It feels like for most of my existence I’ve been struggling to belong to this world, to my family and my own skin. I’ve been for the most part surviving, scuffling with myself and trying to break free from an emotional prison. But my soul is no longer captive and I’ve worked up the courage to vocalize the most deep-rooted fact of who I am. I’m prepared to express something about myself that for the longest time felt wrong. Like a dark, twisted defect I was cursed with that prevented me from fully living thus being completely honest and closer to you. And now that my heart and soul believe that to be true, I can completely open my heart to you and tell you that yes, I’m your daughter, but I’m also your gay daughter.
Perhaps this may not come as a shock to you. I guess part of me wants to believe that deep in your heart you knew that this is who I’ve always been and that your silence has always been your way of protecting me, and not wanting to make things harder on me. Because I gotta say, it’s been really hard carrying this heavy emotional load over my shoulders, but that’s not here nor there. It’s not your fault I never spoke about it, but from the bottom of my heart, I hope I’m now able to openly show you who I really am.

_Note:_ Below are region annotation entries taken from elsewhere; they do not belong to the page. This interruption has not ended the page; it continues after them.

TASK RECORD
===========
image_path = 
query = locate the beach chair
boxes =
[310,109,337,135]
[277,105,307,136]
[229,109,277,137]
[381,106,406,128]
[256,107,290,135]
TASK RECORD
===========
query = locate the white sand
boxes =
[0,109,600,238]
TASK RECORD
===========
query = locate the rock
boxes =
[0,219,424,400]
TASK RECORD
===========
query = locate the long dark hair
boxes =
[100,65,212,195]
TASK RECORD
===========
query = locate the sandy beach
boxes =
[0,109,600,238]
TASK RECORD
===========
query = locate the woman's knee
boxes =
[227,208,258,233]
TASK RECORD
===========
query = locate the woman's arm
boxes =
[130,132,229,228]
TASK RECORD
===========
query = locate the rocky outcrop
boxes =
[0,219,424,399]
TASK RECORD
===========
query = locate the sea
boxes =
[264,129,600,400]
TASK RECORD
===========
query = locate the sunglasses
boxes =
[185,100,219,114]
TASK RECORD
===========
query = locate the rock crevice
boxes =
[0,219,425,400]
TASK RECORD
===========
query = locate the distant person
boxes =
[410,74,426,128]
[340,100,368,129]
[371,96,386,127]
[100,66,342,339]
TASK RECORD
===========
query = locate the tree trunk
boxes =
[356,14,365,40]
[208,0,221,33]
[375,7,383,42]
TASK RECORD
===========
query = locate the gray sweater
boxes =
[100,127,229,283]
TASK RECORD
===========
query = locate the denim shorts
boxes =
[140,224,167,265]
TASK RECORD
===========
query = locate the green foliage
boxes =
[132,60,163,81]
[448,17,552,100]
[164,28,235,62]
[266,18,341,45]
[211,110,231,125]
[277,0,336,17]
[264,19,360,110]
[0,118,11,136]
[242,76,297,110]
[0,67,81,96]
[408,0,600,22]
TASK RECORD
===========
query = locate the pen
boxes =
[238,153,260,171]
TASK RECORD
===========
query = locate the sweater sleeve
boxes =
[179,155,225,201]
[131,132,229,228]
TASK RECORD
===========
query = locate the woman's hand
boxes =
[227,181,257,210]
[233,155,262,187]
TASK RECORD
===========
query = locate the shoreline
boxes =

If I’m wrong and you didn’t have the slightest idea, and this certainly comes as a surprise, I hope you can receive my words and my truth with an open heart. If you need time to process what this means and how you feel about it, I’m willing to wait. After all, I waited this long to come out and I understand that as hard as it was for me to embrace myself, it must be hard for others to accept that who they thought I was no longer holds true. Or at least to an extent, I’m the same person you’ve always loved, there’s just more to me that would love your acceptance and unconditional love.
You should know that It’s been a long journey of acceptance for me, and for the most part a lonely one. I’ve always been gay, I just ran from my identity to fit a “normal” societal mold. I couldn’t fake being “normal” so, I feared myself and my truth but what I feared the most was disappointing you. I didn’t want to cause the slightest discomfort, shame or ridicule.
Unfortunately, the taboos continue to surround this subject and gay people are not the only ones being affected by them. Our families are collateral damage of the harsh discriminations inflicted upon us. It still terrifies me that who I am might cause you any pain and that’s part of why coming out was the hardest decision I had to make. But the pain and loneliness I felt being closeted for so long became a synonym for life-or-death and I could no longer deny myself.
It took me years to understand that being gay is far from being dark, if anything, it’s the opposite. It’s part of my essence; beautiful, authentic, honest and truthful. It’s light and it’s who I truly am, who I want to show the world, unfiltered, unedited.
Today, I can say that I embrace and celebrate myself wholeheartedly and my wish is to be able to celebrate my life with those I love the most in peace and full acceptance. As I lift this weight off my shoulders, I hope you love me just the same now...maybe even more.